Published Oct 9, 2008
jhns9vl
5 Posts
Today a retired doctor told me that we should be placing the member on the abdomen and taping the foley straight up on the abd? I have never heard of this, is this standard practice in larger ICU's?
WolfpackRed
245 Posts
I don't think so. Most of the time the member is left in its natural position and a cath-secure device is attached to the leg.
But, if anyone has evidence to show different, I am open to it.
Reno1978, BSN, RN
1,133 Posts
I've heard of this before, but it isn't common practice where I work. I think the rationale had something to do with the anatomy of the member. Now, I've been male for quite a while now and I just don't agree that, in a flaccid state, the urethra would be pointed toward the umbilicus. I'd imagine that would cause persistent urethral traction, especially with Q2H turns.
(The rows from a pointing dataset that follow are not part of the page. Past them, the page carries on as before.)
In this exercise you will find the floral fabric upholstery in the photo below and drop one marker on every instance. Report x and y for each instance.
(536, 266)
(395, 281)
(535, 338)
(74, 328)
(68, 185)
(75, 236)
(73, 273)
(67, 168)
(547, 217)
I use the inner thigh to secure foleys to male or female patients.
sicushells, RN
216 Posts
Eww... I would definately ask for a rationale for that one.
Maybe he was joking? What role did the retired doctor have that he was telling you this?
dennie05
2 Posts
I assisted a urologist at bedside the other day...he had to dilate the uretha several times to pass thru an obstruction and than place a coude catheter. He taped the member up onto the abdomen, a little to the side. The patient was wide awake without any meds:eek:.
NativePapillon
16 Posts
Lol. I'm a woman, and that made me cringe.
nursekatie22, RN
195 Posts
yikes!!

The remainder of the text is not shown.